The surface can either be static or dynamic, in motion or without movement. Static seals are usually used when there is no relative motion between mating surfaces. Dynamic seals are the opposite. They are used when there is a motion between surfaces.
Hydraulic seals can be made from a variety of materials such as polyurethane, rubber or PTFE. The type of material is determined by the specific operating conditions or limits due to fluid type, pressure, fluid chemical compatibility or temperature.
Oil and Grease Seals
Oil and grease seals have a flexible lip that rubs against a shaft or housing to prevent the leakage of fluids. Some oil and grease seals include a spring to help keep the lip in contact with the shaft. The seal helps to prevent lubricant from escaping and harmful contaminants from entering the machine. They are a critical component in almost every type of machine and vehicle.
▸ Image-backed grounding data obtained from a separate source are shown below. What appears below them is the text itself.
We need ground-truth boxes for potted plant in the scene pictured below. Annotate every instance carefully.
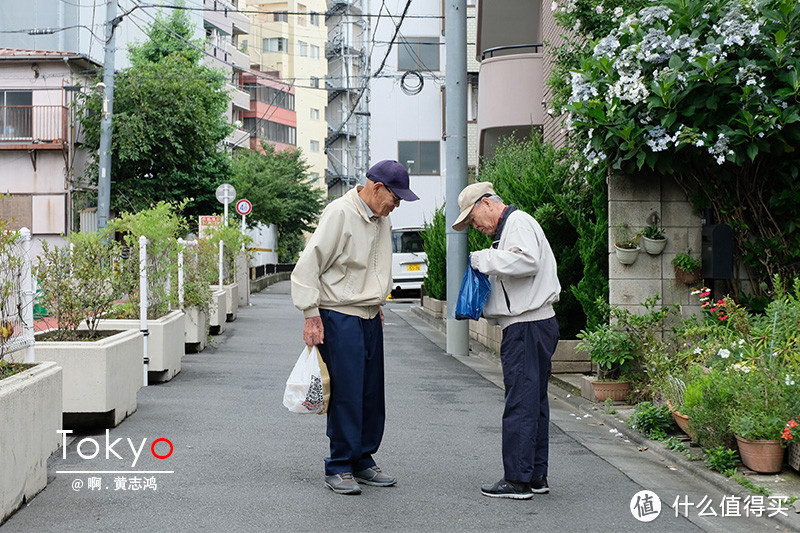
[576,322,637,402]
[781,415,800,471]
[641,222,667,255]
[672,251,701,285]
[205,224,250,322]
[33,230,143,428]
[613,223,641,265]
[100,202,186,382]
[0,223,62,523]
[181,240,214,352]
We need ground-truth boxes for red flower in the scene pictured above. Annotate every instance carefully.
[782,427,793,440]
[719,315,728,321]
[790,420,798,428]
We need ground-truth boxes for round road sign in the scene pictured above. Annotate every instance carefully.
[235,199,252,216]
[215,183,236,205]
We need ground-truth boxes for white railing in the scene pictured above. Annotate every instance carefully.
[0,228,35,362]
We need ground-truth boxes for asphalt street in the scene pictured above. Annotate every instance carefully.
[1,281,795,532]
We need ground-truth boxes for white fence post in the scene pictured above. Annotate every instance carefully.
[218,239,224,289]
[20,228,34,363]
[139,236,149,387]
[177,238,185,309]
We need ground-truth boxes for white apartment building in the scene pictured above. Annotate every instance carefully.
[367,0,446,229]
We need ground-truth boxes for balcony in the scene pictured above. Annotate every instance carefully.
[203,0,233,34]
[226,41,250,71]
[477,51,545,158]
[204,42,231,73]
[0,106,67,149]
[230,9,250,36]
[225,127,250,150]
[228,84,251,112]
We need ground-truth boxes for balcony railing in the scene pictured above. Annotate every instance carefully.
[481,43,543,61]
[0,105,67,145]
Hydraulic and Pneumatic Seals
Hydraulic and pneumatic seals are designed for devices that provide reciprocating motion. They can be used in high pressure, dynamic applications to restrict the leakage of fluid and the entry of foreign materials. Hydraulic seals are important in converting fluid power to linear motion. Pneumatic seals have a similar design but typically operate in air or other gaseous mediums. This category includes piston seals, rod seals, U-cups, and flange packages.
Exclusion seals are dynamic seals such as wipers and scrapers that support sliding or reciprocating motion. They clean the surface by scraping abrasive particles such as dirt, mud, and ice.